Kitap Bu da bilimsel bir açıklama

(alıntı)

Kadınlar nasıl erkek ister?

Bilimsel araştırmalara göre kadınlar efemine görünümlü erkeklere ilgi gösteriyor, babaları gibi kokanları tercih ediyor

londra

Yaşamın ezeli sırlarından biri, kadınların hangi tür erkeklerden hoşlandığı ve Bay Doğru'yu nasıl seçtikleridir" denir. Bilim adamları harıl harıl bu konular üzerine çalışıyor, her geçen gün yeni bir bulguyu ortaya çıkarıyor.
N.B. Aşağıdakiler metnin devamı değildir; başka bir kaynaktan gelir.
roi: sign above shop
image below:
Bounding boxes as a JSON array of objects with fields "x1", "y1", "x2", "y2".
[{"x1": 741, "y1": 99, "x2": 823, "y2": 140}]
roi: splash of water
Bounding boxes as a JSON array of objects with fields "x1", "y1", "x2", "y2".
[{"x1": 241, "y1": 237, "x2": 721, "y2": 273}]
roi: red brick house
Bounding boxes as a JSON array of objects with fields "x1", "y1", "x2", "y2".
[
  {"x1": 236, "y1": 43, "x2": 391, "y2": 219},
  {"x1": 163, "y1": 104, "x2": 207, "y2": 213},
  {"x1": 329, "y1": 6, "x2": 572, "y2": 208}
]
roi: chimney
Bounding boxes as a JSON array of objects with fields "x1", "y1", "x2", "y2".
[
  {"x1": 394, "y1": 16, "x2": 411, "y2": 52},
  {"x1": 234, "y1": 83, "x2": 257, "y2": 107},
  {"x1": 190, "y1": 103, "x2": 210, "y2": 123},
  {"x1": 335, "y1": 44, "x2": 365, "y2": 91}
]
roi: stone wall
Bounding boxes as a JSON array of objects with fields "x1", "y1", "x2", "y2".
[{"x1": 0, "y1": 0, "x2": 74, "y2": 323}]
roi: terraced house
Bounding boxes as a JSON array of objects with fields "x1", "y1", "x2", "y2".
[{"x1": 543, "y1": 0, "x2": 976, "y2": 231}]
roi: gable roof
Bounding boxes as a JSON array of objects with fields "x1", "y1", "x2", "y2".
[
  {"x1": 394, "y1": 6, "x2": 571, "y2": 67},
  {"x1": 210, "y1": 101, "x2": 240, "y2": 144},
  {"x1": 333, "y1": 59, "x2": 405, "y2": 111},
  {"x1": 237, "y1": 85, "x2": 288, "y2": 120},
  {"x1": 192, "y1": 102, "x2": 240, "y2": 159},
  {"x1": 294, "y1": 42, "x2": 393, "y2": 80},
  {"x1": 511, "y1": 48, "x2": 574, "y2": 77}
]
Bu bulguları gördükçe, "İyi ki erkek değilim" diye düşünüyorum.
Bilim adamlarına göre günümüz kadını "efemine" görünümlü erkeklere ilgi gösteriyor. İdeal eş olarak seçeceği erkeğin yüzünde de anlamlı bir ifade arıyor. Yani büyük gözler, düz bir burun, yuvarlak ve simetrik çene, düzgün bir cilt. Modern kadın maço görünümlüden çok, bebek bezi değiştirecek, ev işlerinde yardımcı olabilecek izlemini veren yüz hatlarına sahip erkekleri istiyor. Bu erkek temiz yüzüyle partilerde arkadaşlarının beğenisini kazanacak kadar yakışıklı da olmalı ama çapkın olmamalı.
St. Andrews Üniversitesi Psikoloji Bölümü araştırmacıları 20'li yaşlarda yüzlerce erkek öğrenci fotoğrafı arasından seçilen oldukça yakışıklı 12 erkek fotoğrafından, bilgisayarda "ideal erkek yüzü" elde ettiler. Uzmanlar "idare eder görünümlü" erkeğin, zararlı genlere sahip olmadığı veya yok denecek kadar az sahip olduğu için günümüze kadar gelmeyi başardığını, bu yüzden de ideal olduğuna inandıklarını düşünüyor. Ünlü İngiliz aktör Hugh Grant'ın buna güzel bir örnek olduğu söyleniyor.

Koku ve genin önemi
Bir diğer araştırmanın sonucu ise çok ilginç; kadınlar babaları gibi kokan erkekleri tercih ediyor. Şikago Üniversitesi profesörlerinden Martha McClintock'un yürüttüğü araştırma cinsel seçimlerin genlerle ilişkisi olduğunu ortaya koydu. McClintock kadınların genetik farklılıkları hissettiklerini söylüyor: "Kadınlar bir tek genin bile kokusunu ayırt edebiliyor. Kadınların herhangi bir erkekten hoşlanması ise bu erkeğin genlerinin babasınınkine ne kadar benzediği ile orantılı."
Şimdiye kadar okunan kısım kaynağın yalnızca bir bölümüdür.